🚀 Directory Structure Tools

A collection of high-performance tools designed to analyze folder sizes, cloud-mounted drives, and hardlink distributions across multiple directories.

Standard tools like du, ls, or Finder often fall short when dealing with cloud-streaming files or complex hardlink structures. This repository provides specialized scripts to solve these issues.

1. 🚀 G-Drive Fast Analyzer (`recursive_directory_size.py`)

A high-performance, multi-threaded Python script designed to analyze folder sizes recursively for cases where du does not work (because there's no metadata for the directories). A common use case is Google Drive for Desktop (and other cloud-mounted drives).

Standard tools like du often fail with cloud drives because:

Streaming files report 0 bytes on disk usage.
Latency makes sequential scanning incredibly slow.
Finder/Explorer do not calculate folder sizes automatically.

This script solves these issues by reading file metadata in parallel and calculating recursive folder sizes in memory.

✨ Features

⚡ Multi-threaded: Uses ThreadPoolExecutor to scan 20 folders simultaneously, saturating the network latency for maximum speed.
📊 Real-time Dashboard: Shows current speed (files/s), throughput (MB/s), and queue size.
Interactive:
- Press ENTER to see partial results without stopping the scan.
- Press Ctrl+C to stop immediately and generate the final report.
🌲 Tree View: Outputs results alphabetically (by path) to easily compare directory structures.
💾 Auto-Save: Automatically saves the report to a temporary file (/tmp/drive_scan_timestamp.txt).
🔍 Depth Control: Limit the display depth (e.g., only show top-level folders) with visual indicators (*).

📦 Installation

No external dependencies required! This script uses only Python standard libraries.

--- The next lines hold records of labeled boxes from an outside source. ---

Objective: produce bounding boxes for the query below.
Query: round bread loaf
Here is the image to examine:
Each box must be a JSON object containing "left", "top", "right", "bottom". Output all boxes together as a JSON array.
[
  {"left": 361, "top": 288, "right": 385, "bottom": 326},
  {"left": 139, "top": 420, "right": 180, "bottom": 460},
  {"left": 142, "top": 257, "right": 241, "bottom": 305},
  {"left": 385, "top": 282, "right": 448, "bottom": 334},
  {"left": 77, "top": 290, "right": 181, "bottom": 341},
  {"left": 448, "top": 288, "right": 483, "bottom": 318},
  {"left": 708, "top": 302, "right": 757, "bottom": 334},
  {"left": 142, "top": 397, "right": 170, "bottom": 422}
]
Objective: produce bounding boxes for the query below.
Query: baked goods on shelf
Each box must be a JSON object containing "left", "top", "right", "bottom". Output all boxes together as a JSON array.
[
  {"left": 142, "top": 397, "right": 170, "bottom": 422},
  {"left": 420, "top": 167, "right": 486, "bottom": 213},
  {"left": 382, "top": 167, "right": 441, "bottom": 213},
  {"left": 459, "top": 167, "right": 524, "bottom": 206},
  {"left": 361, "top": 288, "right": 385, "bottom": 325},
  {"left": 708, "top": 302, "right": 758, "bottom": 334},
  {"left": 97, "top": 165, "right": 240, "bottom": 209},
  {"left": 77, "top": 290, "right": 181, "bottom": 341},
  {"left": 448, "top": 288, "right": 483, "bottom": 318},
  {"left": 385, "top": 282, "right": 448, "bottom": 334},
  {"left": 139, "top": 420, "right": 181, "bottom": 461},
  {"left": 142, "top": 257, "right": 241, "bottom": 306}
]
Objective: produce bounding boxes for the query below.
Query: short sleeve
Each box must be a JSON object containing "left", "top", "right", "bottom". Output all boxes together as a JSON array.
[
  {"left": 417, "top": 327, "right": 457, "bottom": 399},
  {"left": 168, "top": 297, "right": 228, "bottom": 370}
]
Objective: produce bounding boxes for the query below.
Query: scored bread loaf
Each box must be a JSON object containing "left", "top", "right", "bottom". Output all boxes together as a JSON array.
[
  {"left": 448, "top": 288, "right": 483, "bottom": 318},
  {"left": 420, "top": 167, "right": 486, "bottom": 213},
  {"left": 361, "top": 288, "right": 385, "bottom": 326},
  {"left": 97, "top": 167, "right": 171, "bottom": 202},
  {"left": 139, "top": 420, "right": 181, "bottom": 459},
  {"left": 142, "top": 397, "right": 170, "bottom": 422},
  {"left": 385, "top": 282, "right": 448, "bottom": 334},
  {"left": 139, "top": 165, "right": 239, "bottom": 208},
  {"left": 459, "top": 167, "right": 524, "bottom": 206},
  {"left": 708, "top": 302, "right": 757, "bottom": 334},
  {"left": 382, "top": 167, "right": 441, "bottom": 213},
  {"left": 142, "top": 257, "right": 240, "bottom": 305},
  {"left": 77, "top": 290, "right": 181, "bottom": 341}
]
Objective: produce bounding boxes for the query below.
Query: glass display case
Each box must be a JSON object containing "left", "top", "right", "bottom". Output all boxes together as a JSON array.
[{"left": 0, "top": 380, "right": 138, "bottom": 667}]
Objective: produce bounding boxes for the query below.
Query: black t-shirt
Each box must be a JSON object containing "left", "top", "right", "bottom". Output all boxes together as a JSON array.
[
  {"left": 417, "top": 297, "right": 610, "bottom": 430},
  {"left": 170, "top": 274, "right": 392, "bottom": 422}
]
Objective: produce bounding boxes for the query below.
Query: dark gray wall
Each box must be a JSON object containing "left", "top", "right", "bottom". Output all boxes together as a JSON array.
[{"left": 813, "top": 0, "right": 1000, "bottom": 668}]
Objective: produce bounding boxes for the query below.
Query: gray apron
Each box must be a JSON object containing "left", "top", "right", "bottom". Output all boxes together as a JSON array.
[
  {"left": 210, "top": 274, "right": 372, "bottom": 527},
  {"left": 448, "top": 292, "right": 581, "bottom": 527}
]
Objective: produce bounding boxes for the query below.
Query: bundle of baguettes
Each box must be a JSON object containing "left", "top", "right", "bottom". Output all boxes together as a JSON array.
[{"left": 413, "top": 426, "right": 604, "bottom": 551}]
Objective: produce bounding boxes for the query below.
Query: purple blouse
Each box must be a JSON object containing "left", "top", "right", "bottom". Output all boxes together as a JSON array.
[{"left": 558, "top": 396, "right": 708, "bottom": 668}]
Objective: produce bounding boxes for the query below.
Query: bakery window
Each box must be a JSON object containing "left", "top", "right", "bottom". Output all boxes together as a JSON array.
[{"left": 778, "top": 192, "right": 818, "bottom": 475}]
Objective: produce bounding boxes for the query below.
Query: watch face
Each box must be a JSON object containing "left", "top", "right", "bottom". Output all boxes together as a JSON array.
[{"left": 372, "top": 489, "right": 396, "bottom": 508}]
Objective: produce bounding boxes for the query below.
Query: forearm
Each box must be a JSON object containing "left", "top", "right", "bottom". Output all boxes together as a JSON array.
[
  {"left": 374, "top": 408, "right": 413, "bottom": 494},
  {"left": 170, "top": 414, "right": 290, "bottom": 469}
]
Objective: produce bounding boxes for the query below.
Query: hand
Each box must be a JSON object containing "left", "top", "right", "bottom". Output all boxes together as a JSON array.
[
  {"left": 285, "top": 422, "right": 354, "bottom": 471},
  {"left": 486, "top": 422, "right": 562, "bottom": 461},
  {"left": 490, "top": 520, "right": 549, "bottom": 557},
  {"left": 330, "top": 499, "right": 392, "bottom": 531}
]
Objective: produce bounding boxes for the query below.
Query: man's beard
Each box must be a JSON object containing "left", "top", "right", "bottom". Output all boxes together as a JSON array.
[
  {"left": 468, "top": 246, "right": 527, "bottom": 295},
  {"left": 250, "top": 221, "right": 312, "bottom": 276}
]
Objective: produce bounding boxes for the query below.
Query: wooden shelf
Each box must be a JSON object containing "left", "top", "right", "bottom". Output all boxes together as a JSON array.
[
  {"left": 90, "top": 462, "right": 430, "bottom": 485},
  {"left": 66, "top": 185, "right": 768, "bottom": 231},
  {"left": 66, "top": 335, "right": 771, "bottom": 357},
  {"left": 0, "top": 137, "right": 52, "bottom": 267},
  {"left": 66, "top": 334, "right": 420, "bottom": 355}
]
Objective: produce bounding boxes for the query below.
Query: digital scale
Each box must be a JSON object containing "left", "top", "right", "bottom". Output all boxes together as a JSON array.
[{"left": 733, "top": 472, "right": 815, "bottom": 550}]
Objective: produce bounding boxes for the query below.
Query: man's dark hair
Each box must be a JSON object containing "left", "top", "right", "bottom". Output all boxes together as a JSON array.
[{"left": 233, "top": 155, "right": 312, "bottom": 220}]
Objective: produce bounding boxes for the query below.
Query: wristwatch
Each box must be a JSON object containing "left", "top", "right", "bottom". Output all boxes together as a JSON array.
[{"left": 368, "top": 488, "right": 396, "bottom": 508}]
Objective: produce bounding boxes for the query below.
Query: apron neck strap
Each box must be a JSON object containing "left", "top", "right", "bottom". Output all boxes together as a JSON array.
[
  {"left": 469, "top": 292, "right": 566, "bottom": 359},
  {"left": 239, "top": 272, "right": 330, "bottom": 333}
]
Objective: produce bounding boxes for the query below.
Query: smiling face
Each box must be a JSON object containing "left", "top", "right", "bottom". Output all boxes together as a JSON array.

Ensure you have Python 3.6+ installed.
Download the script:

curl -O [https://raw.githubusercontent.com/othermore/directory_structure_tools/main/recursive_directory_size.py](https://raw.githubusercontent.com/othermore/directory_structure_tools/main/recursive_directory_size.py)

(Or simply copy the code into a file named gdrive_analyzer.py)

🚀 Usage

Basic Scan

Simply provide the path to your Google Drive folder.

python3 recursive_directory_size.py "/Volumes/GoogleDrive/My Drive"

Advanced Options

python3 recursive_directory_size.py "/Volumes/GoogleDrive/My Drive" --max-display-depth 2 --lines 50

Argument	Description
`folder`	The target directory path to analyze.
`--max-display-depth N`	(Optional) Limit the output to `N` levels of depth. Folders with hidden subfolders are marked with `(*)`.
`--lines N`	(Optional) Limit the number of lines shown when pressing ENTER (Partial view). Use `0` for all lines. Default: `0`.

💡 Pro Tips

Sorting by Size

By default, the script outputs an alphabetical tree structure (easier to navigate visually). To sort the output file by size (largest first), use the sort command with the -h (human-readable) flag.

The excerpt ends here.